Introducing Configurable Metaflow | by Netflix Technology Blog | Dec, 2024

0
110
Introducing Configurable Metaflow | by Netflix Technology Blog | Dec, 2024


David J. Berg*, David Casler^, Romain Cledat*, Qian Huang*, Rui Lin*, Nissan Pow*, Nurcan Sonmez*, Shashank Srikanth*, Chaoying Wang*, Regina Wang*, Darin Yu*
*: Model Development Team, Machine Learning Platform
^: Content Demand Modeling Team

A month in the past at QConSF, we showcased how Netflix makes use of Metaflow to energy a various set of ML and AI use instances, managing 1000’s of distinctive Metaflow flows. This adopted a earlier weblog on the identical matter. Many of those tasks are beneath fixed improvement by devoted groups with their very own enterprise targets and improvement greatest practices, such because the system that helps our content material resolution makers, or the system that ranks which language subtitles are most dear for a particular piece of content material.

As a central ML and AI platform workforce, our function is to empower our accomplice groups with instruments that maximize their productiveness and effectiveness, whereas adapting to their particular wants (not the opposite method round). This has been a guiding design precept with Metaflow since its inception.

Metaflow infrastructure stack

Standing on the shoulders of our intensive cloud infrastructure, Metaflow facilitates quick access to knowledge, compute, and production-grade workflow orchestration, in addition to built-in greatest practices for widespread issues akin to collaboration, versioning, dependency administration, and observability, which groups use to setup ML/AI experiments and programs that work for them. As a consequence, Metaflow customers at Netflix have been capable of run hundreds of thousands of experiments over the previous few years with out losing time on low-level issues.

While Metaflow goals to be un-opinionated about among the higher ranges of the stack, some groups inside Netflix have developed their very own opinionated tooling. As a part of Metaflow’s adaptation to their particular wants, we continuously attempt to perceive what has been developed and, extra importantly, what gaps these options are filling.

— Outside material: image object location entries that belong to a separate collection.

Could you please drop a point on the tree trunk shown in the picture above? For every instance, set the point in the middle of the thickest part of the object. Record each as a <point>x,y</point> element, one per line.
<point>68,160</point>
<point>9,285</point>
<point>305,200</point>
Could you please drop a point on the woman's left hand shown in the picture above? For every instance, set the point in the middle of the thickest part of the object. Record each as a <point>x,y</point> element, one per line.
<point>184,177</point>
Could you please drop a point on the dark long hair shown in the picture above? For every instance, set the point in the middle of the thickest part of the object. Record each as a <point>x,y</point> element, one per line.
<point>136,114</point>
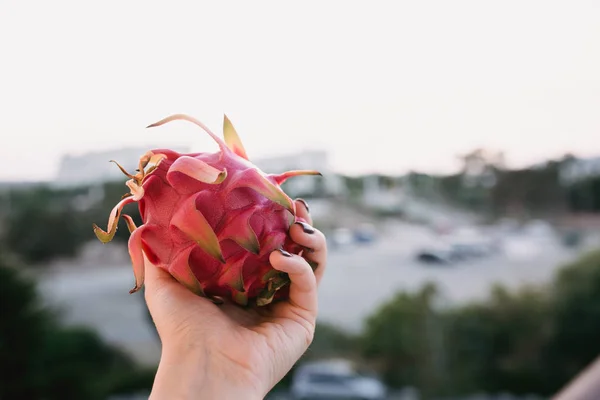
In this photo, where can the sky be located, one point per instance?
(383, 86)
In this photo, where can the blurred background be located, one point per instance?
(460, 147)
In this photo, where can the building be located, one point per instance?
(330, 184)
(95, 167)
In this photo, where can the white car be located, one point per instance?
(335, 379)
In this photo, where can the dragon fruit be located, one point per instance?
(209, 219)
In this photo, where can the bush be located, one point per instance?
(39, 359)
(534, 340)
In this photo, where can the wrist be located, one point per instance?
(192, 374)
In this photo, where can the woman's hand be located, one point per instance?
(225, 351)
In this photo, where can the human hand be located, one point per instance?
(228, 352)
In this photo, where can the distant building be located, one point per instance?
(329, 184)
(95, 167)
(579, 169)
(379, 196)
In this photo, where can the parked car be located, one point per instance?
(335, 379)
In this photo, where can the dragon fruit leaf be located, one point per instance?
(192, 223)
(281, 178)
(237, 228)
(109, 234)
(193, 120)
(232, 139)
(180, 269)
(196, 169)
(137, 257)
(255, 180)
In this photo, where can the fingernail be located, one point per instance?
(308, 249)
(305, 204)
(306, 228)
(284, 253)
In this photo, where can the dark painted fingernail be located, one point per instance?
(284, 253)
(308, 249)
(305, 204)
(306, 228)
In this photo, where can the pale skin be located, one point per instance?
(226, 352)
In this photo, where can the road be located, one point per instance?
(358, 279)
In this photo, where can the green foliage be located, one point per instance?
(576, 318)
(534, 340)
(39, 359)
(44, 223)
(403, 339)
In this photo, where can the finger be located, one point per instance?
(315, 244)
(303, 210)
(303, 287)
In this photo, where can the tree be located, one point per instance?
(40, 359)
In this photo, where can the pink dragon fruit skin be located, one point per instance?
(209, 219)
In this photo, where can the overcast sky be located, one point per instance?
(384, 86)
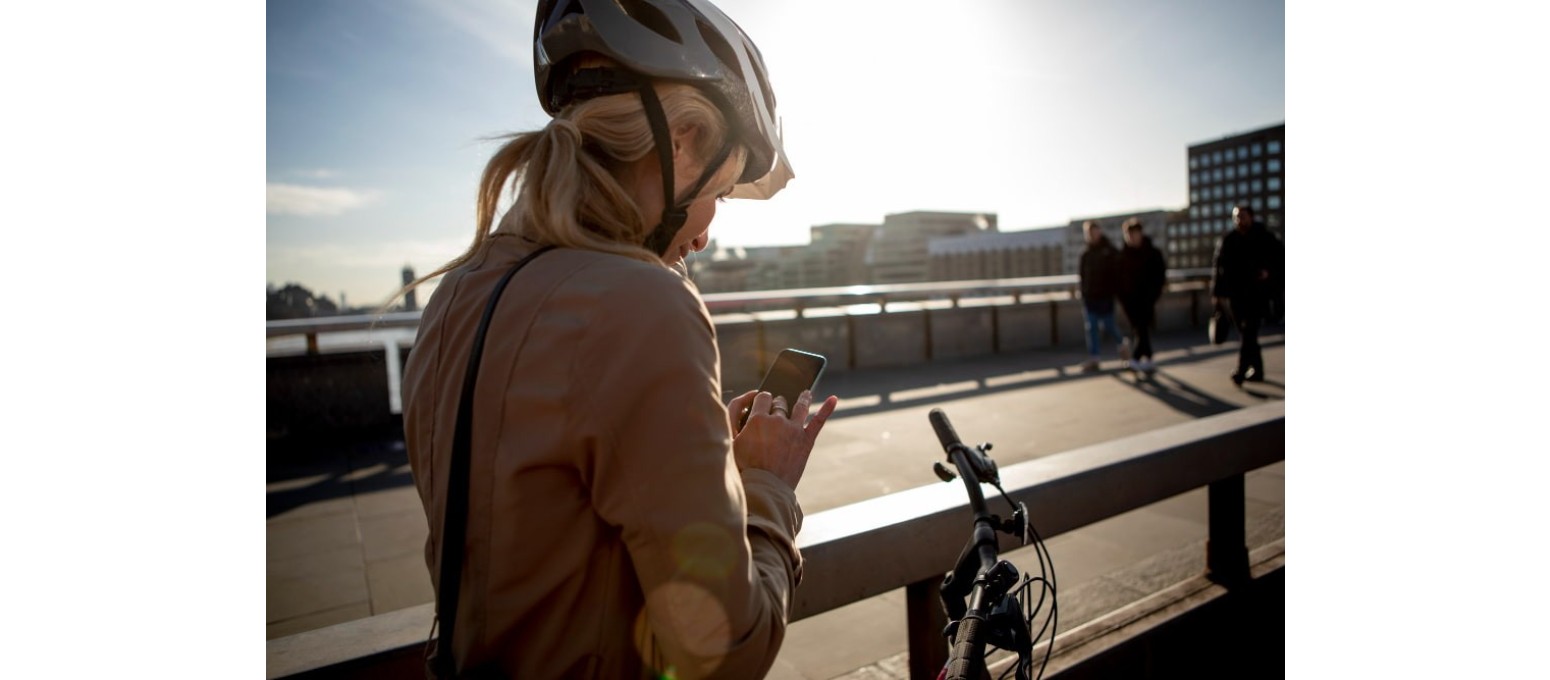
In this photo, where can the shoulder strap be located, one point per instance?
(454, 519)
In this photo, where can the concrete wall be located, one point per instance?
(349, 389)
(327, 392)
(1025, 327)
(896, 338)
(961, 332)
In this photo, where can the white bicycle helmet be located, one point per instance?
(679, 41)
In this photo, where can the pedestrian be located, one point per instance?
(1143, 273)
(1248, 273)
(1098, 284)
(611, 518)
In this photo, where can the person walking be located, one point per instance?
(1246, 274)
(1098, 284)
(594, 508)
(1143, 273)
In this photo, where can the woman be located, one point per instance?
(617, 521)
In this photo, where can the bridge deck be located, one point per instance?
(346, 530)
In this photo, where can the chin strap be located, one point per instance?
(591, 82)
(673, 212)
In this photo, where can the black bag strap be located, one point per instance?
(454, 519)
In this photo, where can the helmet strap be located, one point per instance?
(673, 212)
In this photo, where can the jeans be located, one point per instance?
(1095, 322)
(1140, 315)
(1246, 313)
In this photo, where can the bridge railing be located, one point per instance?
(797, 299)
(912, 538)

In some instances, we decide that the hole being addressed may be very workforce particular, or too opinionated at too excessive a stage within the stack, and we due to this fact determine to not develop it inside Metaflow. In different instances, nevertheless, we understand that we will develop an underlying assemble that aids in filling that hole. Note that even in that case, we don’t all the time purpose to fully fill the hole and as a substitute deal with extracting a extra common decrease stage idea that may be leveraged by that exact person but in addition by others. One such recurring sample we observed at Netflix is the necessity to deploy units of carefully associated flows, typically as half of a bigger pipeline involving desk creations, ETLs, and deployment jobs. Frequently, practitioners wish to experiment with variants of those flows, testing new knowledge, new parameterizations, or new algorithms, whereas maintaining the general construction of the movement or flows intact.

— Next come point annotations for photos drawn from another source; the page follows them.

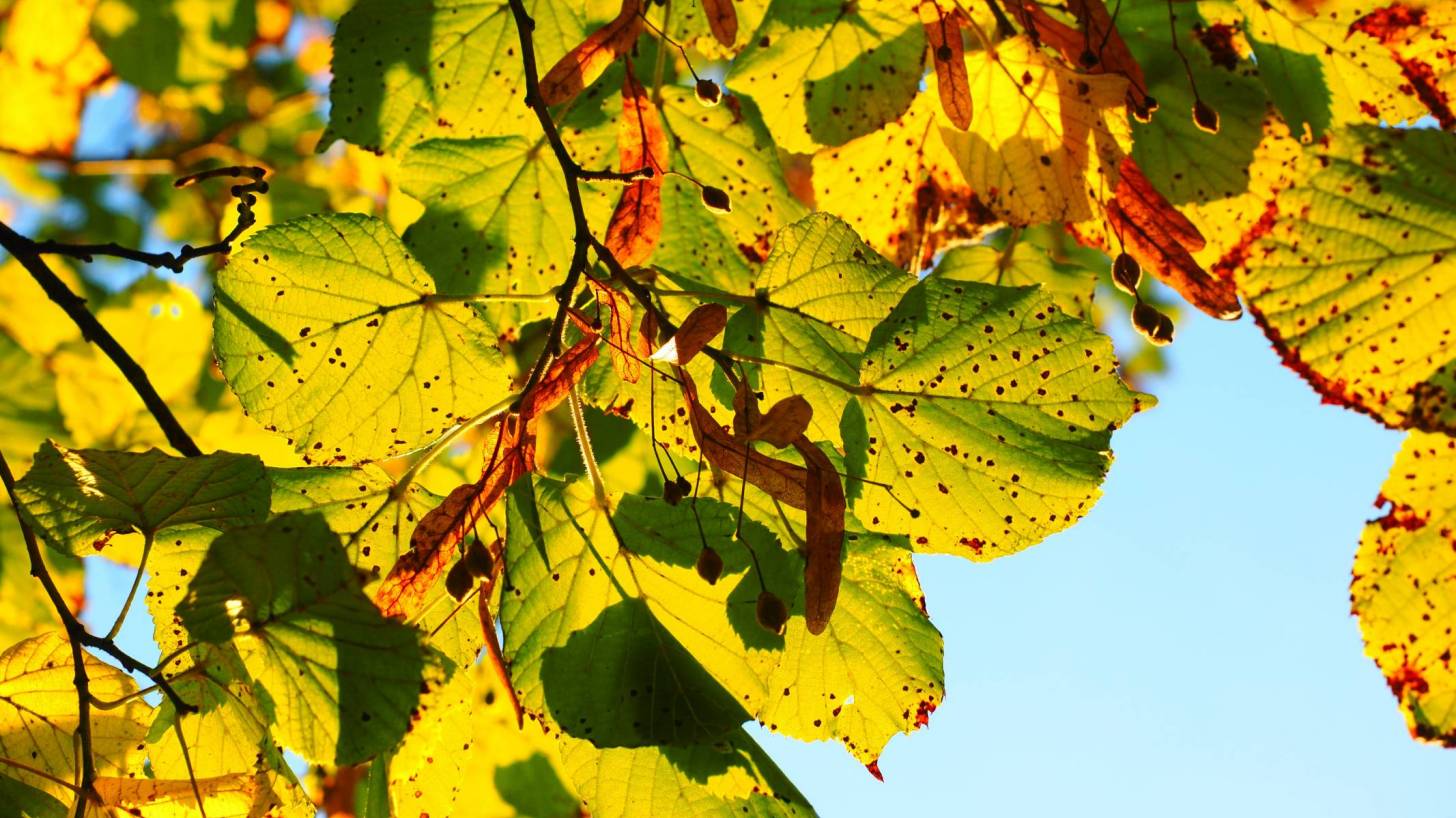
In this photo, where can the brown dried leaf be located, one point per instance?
(701, 326)
(823, 534)
(942, 29)
(583, 64)
(784, 422)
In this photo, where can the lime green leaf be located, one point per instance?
(1024, 264)
(38, 713)
(77, 498)
(160, 44)
(28, 408)
(331, 334)
(1350, 280)
(1404, 587)
(1321, 72)
(989, 411)
(497, 214)
(727, 147)
(339, 680)
(602, 639)
(728, 779)
(412, 70)
(361, 505)
(875, 671)
(824, 73)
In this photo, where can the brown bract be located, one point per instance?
(583, 64)
(1164, 240)
(942, 31)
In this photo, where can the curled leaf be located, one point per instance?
(823, 536)
(784, 422)
(701, 326)
(942, 29)
(583, 64)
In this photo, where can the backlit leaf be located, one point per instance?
(1348, 280)
(331, 334)
(1404, 587)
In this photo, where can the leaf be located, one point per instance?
(989, 412)
(1418, 40)
(696, 331)
(826, 73)
(38, 713)
(156, 45)
(730, 779)
(28, 405)
(637, 224)
(48, 63)
(498, 217)
(1322, 72)
(1347, 281)
(824, 536)
(341, 678)
(1404, 585)
(1050, 143)
(332, 335)
(1024, 264)
(583, 64)
(942, 32)
(77, 498)
(405, 72)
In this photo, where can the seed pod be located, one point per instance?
(1155, 326)
(478, 561)
(1127, 274)
(1204, 117)
(708, 93)
(459, 581)
(772, 613)
(709, 565)
(717, 200)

A pure answer is to make flows configurable utilizing configuration recordsdata, so variants will be outlined with out altering the code. Thus far, there hasn’t been a built-in answer for configuring flows, so groups have constructed their bespoke options leveraging Metaflow’s JSON-typed Parameters, IncludeFile, and deploy-time Parameters or deploying their very own home-grown answer (typically with nice ache). However, none of those options make it straightforward to configure all features of the movement’s conduct, decorators specifically.

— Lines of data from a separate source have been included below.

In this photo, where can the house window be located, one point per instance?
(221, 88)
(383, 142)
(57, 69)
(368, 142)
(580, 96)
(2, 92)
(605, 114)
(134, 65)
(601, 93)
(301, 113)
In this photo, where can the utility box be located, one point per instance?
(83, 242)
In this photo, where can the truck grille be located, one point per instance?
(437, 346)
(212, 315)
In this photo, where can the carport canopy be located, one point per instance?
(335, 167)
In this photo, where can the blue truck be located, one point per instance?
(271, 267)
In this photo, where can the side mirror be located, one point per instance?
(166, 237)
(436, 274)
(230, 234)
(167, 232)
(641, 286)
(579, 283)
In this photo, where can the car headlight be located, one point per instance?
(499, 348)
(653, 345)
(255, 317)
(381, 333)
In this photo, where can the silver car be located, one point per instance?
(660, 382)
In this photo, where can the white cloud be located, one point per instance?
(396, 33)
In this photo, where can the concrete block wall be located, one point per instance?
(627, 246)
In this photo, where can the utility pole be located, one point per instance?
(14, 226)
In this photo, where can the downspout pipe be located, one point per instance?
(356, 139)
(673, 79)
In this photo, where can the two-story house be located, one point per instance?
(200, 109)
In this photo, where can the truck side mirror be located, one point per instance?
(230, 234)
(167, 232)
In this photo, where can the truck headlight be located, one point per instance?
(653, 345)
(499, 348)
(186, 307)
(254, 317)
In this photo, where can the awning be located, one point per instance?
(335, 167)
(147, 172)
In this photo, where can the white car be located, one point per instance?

Requests for a characteristic like Metaflow Config

Outside Netflix, now we have seen related steadily requested questions on the Metaflow neighborhood Slack as proven within the person quotes above:

Today, to reply the FAQ, we introduce a brand new — small however mighty — characteristic in Metaflow: a Config object. Configs complement the prevailing Metaflow constructs of artifacts and Parameters, by permitting you to configure all features of the movement, decorators specifically, previous to any run beginning. At the top of the day, artifacts, Parameters and Configs are all saved as artifacts by Metaflow however they differ in when they’re persevered as proven within the diagram under:

Different knowledge artifacts in Metaflow

Said one other method:

  • An artifact is resolved and persevered to the datastore on the finish of every process.
  • A parameter is resolved and persevered at first of a run; it might due to this fact be modified as much as that time. One widespread use case is to make use of triggers to move values to a run proper earlier than executing. Parameters can solely be used inside your step code.
  • A config is resolved and persevered when the movement is deployed. When utilizing a scheduler akin to Argo Workflows, deployment occurs when create’ing the movement. In the case of an area run, “deployment” occurs simply previous to the execution of the run — consider “deployment” as gathering all that’s wanted to run the movement. Unlike parameters, configs can be utilized extra extensively in your movement code, notably, they can be utilized in step or movement stage decorators in addition to to set defaults for parameters. Configs can after all even be used inside your movement.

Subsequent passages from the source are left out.